Quelques heures plus tard, un bruit résonna dans le salon des Hubermann. Il réveilla Liesel. Elle resta immobile dans son lit, pensant à des fantômes, à son papa, à Max, à des cambrioleurs. Elle entendit qu'on ouvrait un placard et qu'on traînait quelque chose, puis un silence ouaté s'installa. Le silence était toujours la tentation la plus forte.
Ne bouge pas.
C'est ce qu'elle se dit à plusieurs reprises. Pas suffisamment, toutefois.
Ses pieds firent gémir le parquet.
L'air s'insinua dans les manches de son pyjama.
Dans le couloir obscur, elle se dirigea vers ce silence qui avait succédé au bruit. Un rayon de lune éclairait le salon. Elle s'arrêta, sentant le contact du parquet sous ses pieds nus.
Ses yeux mirent plus de temps à s'habituer à la pénombre qu'elle ne l'aurait pensé, mais il ne faisait aucun doute que Rosa Hubermann était assise au bord du lit, l'accordéon de son mari en bandoulière. Elle avait les doigts posés sur les touches. Elle ne bougeait pas. Elle ne semblait même pas respirer. Cette image alla à la rencontre de Liesel.
LE
TABLEAU
Rosa avec accordéon.
Clair-obscur.
1,55 m x Instrument x Silence.
La voleuse de livres resta là et regarda.

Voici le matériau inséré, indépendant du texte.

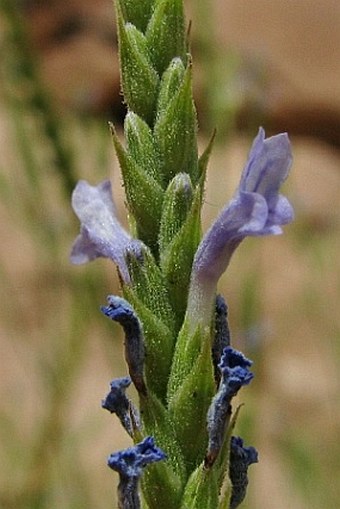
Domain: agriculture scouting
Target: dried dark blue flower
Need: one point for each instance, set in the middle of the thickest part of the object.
(101, 233)
(117, 403)
(222, 334)
(129, 463)
(240, 459)
(234, 367)
(256, 209)
(122, 312)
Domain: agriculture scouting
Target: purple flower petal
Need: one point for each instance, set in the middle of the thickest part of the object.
(101, 234)
(256, 209)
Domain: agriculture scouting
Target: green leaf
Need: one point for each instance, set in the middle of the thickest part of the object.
(165, 33)
(163, 483)
(188, 407)
(141, 146)
(176, 205)
(178, 244)
(175, 133)
(138, 12)
(144, 196)
(139, 79)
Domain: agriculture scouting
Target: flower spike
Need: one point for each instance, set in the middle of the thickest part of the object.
(119, 310)
(235, 372)
(240, 459)
(129, 464)
(116, 402)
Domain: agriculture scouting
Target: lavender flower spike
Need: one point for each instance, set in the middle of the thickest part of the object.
(101, 233)
(256, 209)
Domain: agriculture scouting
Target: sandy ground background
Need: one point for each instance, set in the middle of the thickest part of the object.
(58, 354)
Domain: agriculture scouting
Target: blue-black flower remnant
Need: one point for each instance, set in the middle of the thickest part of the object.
(129, 464)
(177, 340)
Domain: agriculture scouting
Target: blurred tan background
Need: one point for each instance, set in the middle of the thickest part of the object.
(276, 63)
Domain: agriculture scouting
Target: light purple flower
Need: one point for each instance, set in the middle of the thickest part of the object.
(256, 209)
(101, 233)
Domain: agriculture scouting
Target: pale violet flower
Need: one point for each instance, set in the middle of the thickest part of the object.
(101, 233)
(257, 208)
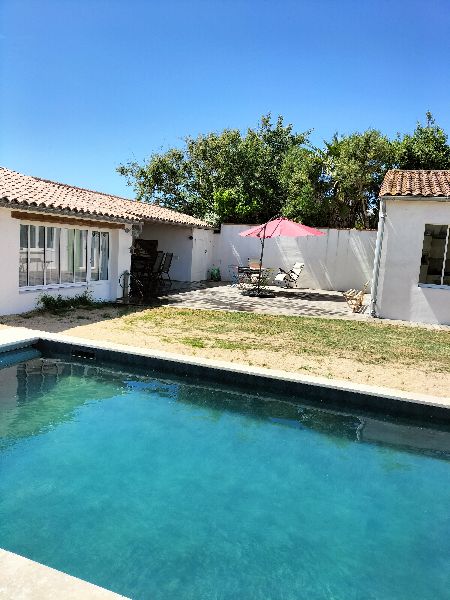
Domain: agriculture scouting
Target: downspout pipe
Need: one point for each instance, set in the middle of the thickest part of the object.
(377, 260)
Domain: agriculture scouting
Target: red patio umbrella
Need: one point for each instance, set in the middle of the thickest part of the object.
(279, 226)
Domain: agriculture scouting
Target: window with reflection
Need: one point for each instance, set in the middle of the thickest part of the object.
(52, 255)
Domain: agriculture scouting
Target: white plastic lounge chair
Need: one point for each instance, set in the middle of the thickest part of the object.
(289, 278)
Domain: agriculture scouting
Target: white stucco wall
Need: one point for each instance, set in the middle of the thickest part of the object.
(176, 239)
(202, 254)
(340, 260)
(399, 295)
(13, 300)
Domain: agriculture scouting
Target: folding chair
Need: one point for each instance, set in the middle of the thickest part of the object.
(289, 278)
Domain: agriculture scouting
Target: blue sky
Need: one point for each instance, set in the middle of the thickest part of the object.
(88, 84)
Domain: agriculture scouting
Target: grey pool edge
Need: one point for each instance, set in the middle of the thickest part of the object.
(322, 392)
(325, 393)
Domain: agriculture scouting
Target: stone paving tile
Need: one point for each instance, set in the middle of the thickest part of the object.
(293, 302)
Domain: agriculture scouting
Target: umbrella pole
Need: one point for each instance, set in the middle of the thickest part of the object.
(260, 259)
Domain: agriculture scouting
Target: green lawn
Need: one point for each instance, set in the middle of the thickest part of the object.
(367, 342)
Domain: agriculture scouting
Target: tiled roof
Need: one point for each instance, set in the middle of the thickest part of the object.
(429, 184)
(32, 192)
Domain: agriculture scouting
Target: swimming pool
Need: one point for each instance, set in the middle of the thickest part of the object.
(155, 488)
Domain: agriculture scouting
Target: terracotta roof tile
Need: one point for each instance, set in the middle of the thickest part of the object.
(32, 192)
(428, 184)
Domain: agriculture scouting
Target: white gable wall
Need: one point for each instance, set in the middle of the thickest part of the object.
(399, 295)
(13, 300)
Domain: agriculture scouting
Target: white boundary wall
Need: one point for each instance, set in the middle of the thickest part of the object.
(340, 260)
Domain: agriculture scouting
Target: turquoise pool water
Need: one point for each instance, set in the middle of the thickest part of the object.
(163, 490)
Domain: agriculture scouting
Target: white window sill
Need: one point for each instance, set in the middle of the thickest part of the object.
(60, 286)
(434, 286)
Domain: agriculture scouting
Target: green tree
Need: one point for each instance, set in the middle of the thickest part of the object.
(355, 167)
(224, 177)
(426, 148)
(307, 189)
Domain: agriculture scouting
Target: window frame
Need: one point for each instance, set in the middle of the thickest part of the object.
(446, 256)
(62, 285)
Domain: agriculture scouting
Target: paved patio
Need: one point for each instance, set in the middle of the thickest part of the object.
(295, 302)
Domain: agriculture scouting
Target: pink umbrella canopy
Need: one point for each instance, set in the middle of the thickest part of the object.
(280, 227)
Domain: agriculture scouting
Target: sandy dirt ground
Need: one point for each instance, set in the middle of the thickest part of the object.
(109, 326)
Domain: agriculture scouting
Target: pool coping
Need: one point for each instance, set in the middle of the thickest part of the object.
(29, 580)
(327, 393)
(340, 393)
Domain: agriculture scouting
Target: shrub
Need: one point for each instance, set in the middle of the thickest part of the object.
(60, 303)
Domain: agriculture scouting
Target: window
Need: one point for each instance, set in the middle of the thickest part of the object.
(99, 256)
(58, 255)
(435, 263)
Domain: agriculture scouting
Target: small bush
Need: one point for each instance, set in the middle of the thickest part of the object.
(59, 303)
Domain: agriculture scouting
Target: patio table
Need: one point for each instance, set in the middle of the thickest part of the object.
(249, 281)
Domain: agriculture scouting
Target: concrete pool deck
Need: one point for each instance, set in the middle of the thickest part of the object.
(20, 579)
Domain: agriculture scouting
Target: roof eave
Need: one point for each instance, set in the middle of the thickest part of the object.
(4, 203)
(415, 198)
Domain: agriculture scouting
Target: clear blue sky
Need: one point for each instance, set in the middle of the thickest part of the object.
(88, 84)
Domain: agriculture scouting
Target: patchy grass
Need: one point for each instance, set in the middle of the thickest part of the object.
(371, 342)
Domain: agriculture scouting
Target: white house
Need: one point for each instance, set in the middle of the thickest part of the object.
(411, 278)
(60, 239)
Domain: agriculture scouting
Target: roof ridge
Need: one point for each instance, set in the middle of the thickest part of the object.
(68, 185)
(92, 201)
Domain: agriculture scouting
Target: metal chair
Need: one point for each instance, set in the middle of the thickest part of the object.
(165, 268)
(289, 278)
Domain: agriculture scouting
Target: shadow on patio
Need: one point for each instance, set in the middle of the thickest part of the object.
(294, 302)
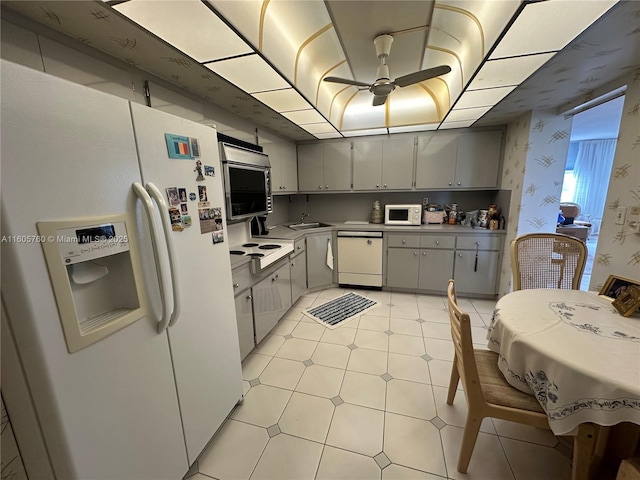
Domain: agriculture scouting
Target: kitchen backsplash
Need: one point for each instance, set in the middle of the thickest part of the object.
(357, 206)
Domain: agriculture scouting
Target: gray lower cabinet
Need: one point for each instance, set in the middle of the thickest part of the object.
(426, 262)
(298, 265)
(244, 317)
(271, 300)
(402, 267)
(318, 272)
(436, 269)
(477, 262)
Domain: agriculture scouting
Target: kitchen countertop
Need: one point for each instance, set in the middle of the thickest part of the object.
(284, 232)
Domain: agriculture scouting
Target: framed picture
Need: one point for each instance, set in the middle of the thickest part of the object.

Plusieurs minutes s'écoulèrent. Elle désirait ardemment entendre une note, mais rien ne se produisait. Les touches étaient muettes. Le soufflet ne respirait pas. Il y avait seulement la clarté lunaire, pareille à une longue mèche de cheveux dans le rideau. Et Rosa.
Quand elle inclina la tête, l'accordéon glissa de sa poitrine et alla reposer sur ses genoux. Pendant quelques jours, Maman garderait l'empreinte de l'instrument sur son corps. Liesel était consciente de la beauté de la scène dont elle était témoin. Elle décida de ne pas la perturber.
Elle regagna son lit et se rendormit sur la vision de Rosa et de sa musique silencieuse. Plus tard, lorsqu'elle s'éveilla de son cauchemar habituel et gagna de nouveau le couloir sur la pointe des pieds, Rosa était toujours là. L'accordéon aussi.
Comme une ancre, il la tirait vers l'avant. Son corps sombrait. On aurait dit qu'elle était morte.
Liesel se dit qu'elle ne devait pas pouvoir respirer dans cette position, mais, lorsqu'elle s'approcha, elle se rendit compte que si.
Maman ronflait de nouveau.
A-t-on besoin d'un soufflet, se dit Liesel, quand on possède une paire de poumons de ce calibre ?
De retour dans son lit, elle ne parvint pas à oublier l'image de Rosa et de l'accordéon. Les yeux ouverts, elle attendit que le sommeil vienne la suffoquer.